论文标题
预见 - 使用EHRS建模患者时间表的生成预估计的变压器(GPT)
Foresight -- Generative Pretrained Transformer (GPT) for Modelling of Patient Timelines using EHRs
论文作者
论文摘要
背景:电子健康记录拥有有关每个患者的健康状况和一般临床病史的详细纵向信息,其中很大一部分存储在非结构化文本中。现有方法主要集中在结构化数据和单域结果的子集上。我们探讨了如何使用深层生成变压器从自由文本和结构化数据中对患者进行时间建模,以预测广泛的未来疾病,物质,程序或发现。方法:我们提出了远见,这是一种基于变压器的新型管道,它使用命名实体识别和链接工具将文档文本转换为结构化的编码概念,然后为未来的医疗事件(例如疾病,物质,过程和发现)提供概率预测。我们从三个不同的医院数据集中处理了整个自由文本的部分,总计811336名患者涵盖了身心健康。调查结果:在两家英国医院(国王学院医院,南伦敦和莫德斯利)和美国Mimic-III数据集精度@10 0.68、0.76和0.88进行了预测,以预测患者时间表中的下一个疾病,而精度为0.80,0.81和0.91的精确度@10.80,0.81和0.91是为了预测下一个概念的概念。五位临床医生还对34个合成患者时间表进行了验证,并获得了97%的相关性。作为一种生成模型,它可以根据需要的多个步骤来预测生物医学概念。解释:远见是用于生物医学概念建模的通用模型,可用于实际风险预测,虚拟试验和临床研究,以研究疾病的发展,模拟干预措施和反事实和教育目的。
Background: Electronic Health Records hold detailed longitudinal information about each patient's health status and general clinical history, a large portion of which is stored within the unstructured text. Existing approaches focus mostly on structured data and a subset of single-domain outcomes. We explore how temporal modelling of patients from free text and structured data, using deep generative transformers can be used to forecast a wide range of future disorders, substances, procedures or findings. Methods: We present Foresight, a novel transformer-based pipeline that uses named entity recognition and linking tools to convert document text into structured, coded concepts, followed by providing probabilistic forecasts for future medical events such as disorders, substances, procedures and findings. We processed the entire free-text portion from three different hospital datasets totalling 811336 patients covering both physical and mental health. Findings: On tests in two UK hospitals (King's College Hospital, South London and Maudsley) and the US MIMIC-III dataset precision@10 0.68, 0.76 and 0.88 was achieved for forecasting the next disorder in a patient timeline, while precision@10 of 0.80, 0.81 and 0.91 was achieved for forecasting the next biomedical concept. Foresight was also validated on 34 synthetic patient timelines by five clinicians and achieved relevancy of 97% for the top forecasted candidate disorder.
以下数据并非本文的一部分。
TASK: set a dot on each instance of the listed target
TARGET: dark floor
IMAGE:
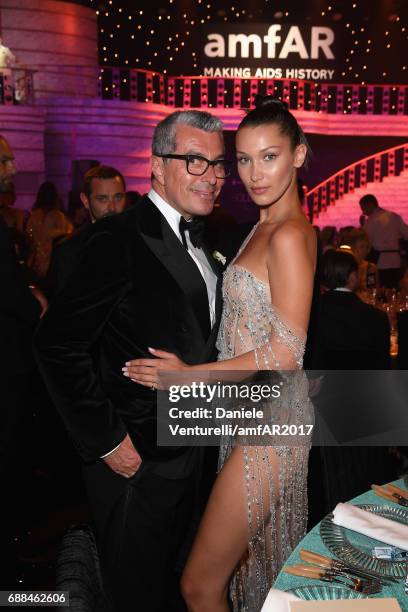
(45, 495)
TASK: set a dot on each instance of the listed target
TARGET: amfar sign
(269, 51)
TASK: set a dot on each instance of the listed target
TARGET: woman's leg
(221, 541)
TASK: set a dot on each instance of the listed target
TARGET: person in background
(15, 220)
(385, 229)
(46, 224)
(367, 270)
(350, 334)
(103, 194)
(132, 198)
(329, 238)
(403, 284)
(20, 311)
(145, 279)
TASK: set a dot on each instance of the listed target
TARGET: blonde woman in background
(46, 225)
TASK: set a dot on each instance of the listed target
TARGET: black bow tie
(195, 228)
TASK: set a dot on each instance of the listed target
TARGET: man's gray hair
(164, 137)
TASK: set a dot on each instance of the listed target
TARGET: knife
(329, 562)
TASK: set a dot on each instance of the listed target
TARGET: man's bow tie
(195, 228)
As a generative model, it can forecast follow-on biomedical concepts for as many steps as required. Interpretation: Foresight is a general-purpose model for biomedical concept modelling that can be used for real-world risk forecasting, virtual trials and clinical research to study the progression of disorders, simulate interventions and counterfactuals, and educational purposes.